LancePenney (author) in reply to diamondice00085Apr 8, 2009. 7:38 AM
Before the plants were so tall that they needed support, I would remove the entire lid, plants and all, and place it on top of an identical container. Then I could carry the entire reservoir over to the bathtub to dump it out. I would fill the reservoir in the bathtub and carry it back to it's spot under the lights and then replace the plants. This did not seem to harm the plants at all. Once the plants had to be tied up to the top of the frame it became impossible to move the reservoir. After that, I would use a siphon to remove the solution. Since the reservoir was on the floor, I could only empty the solution onto the floor and mop it up as it came out. Then I would mix the solution in the identical container and siphon it into the reservoir. Lifting a corner of the lid a tiny bit to collect a sample for pH and ppm measurement or to insert a siphon did not disrupt the plants but changing the solution was very cumbersome. This is part of the reason I don't recommend building one of these for larger plants like peppers. I would suggest using a setup like this only for things like herbs, lettuce, cabbage, celery, spinach and the like.
orisj says: Apr 8, 2009. 3:05 AM
What a well put together instructable! And very complete. Good job!
manofadventure says: Mar 7, 2009. 9:28 PM
Nice! I might build one of these in a different country!:-)
SixTwelve says: Jan 19, 2009. 2:18 AM
I really enjoyed the article. I'd like to share one project suggestion and one article suggestion. Project: Instead of painting the reservoir lid white, you might consider aluminum foil. Spray tack doesn't cost any more than paint, and for that matter flour paste would likely bond foil to the plastic irretrievably, and practically for free.
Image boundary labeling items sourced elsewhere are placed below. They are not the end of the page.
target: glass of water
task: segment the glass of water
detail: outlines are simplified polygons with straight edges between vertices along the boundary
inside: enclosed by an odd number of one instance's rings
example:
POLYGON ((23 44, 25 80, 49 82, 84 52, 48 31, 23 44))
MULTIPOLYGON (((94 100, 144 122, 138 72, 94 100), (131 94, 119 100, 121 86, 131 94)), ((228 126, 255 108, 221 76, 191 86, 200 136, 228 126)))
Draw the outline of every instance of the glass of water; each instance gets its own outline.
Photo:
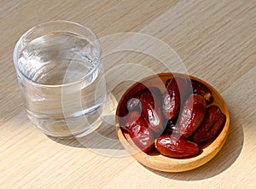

Article: I understand you recommended an understanding of Ohm's law. The thing is, laypersons tend to over-estimate their safety in this area. I only point this out because a 50% safety barrier is generally considered minimum in the industry. You did this and more with your example wiring; I would suggest spelling that out, though. Thanks for an entertaining and informative read!
AsianSpanker in reply to SixTwelveFeb 28, 2009. 7:32 PM
I read somewhere that flat white reflected back as much light as aluminum foil. Or that the difference was so small that it was not worth doing expensive reflector systems. But that was 10 years ago. We be some more smarter now.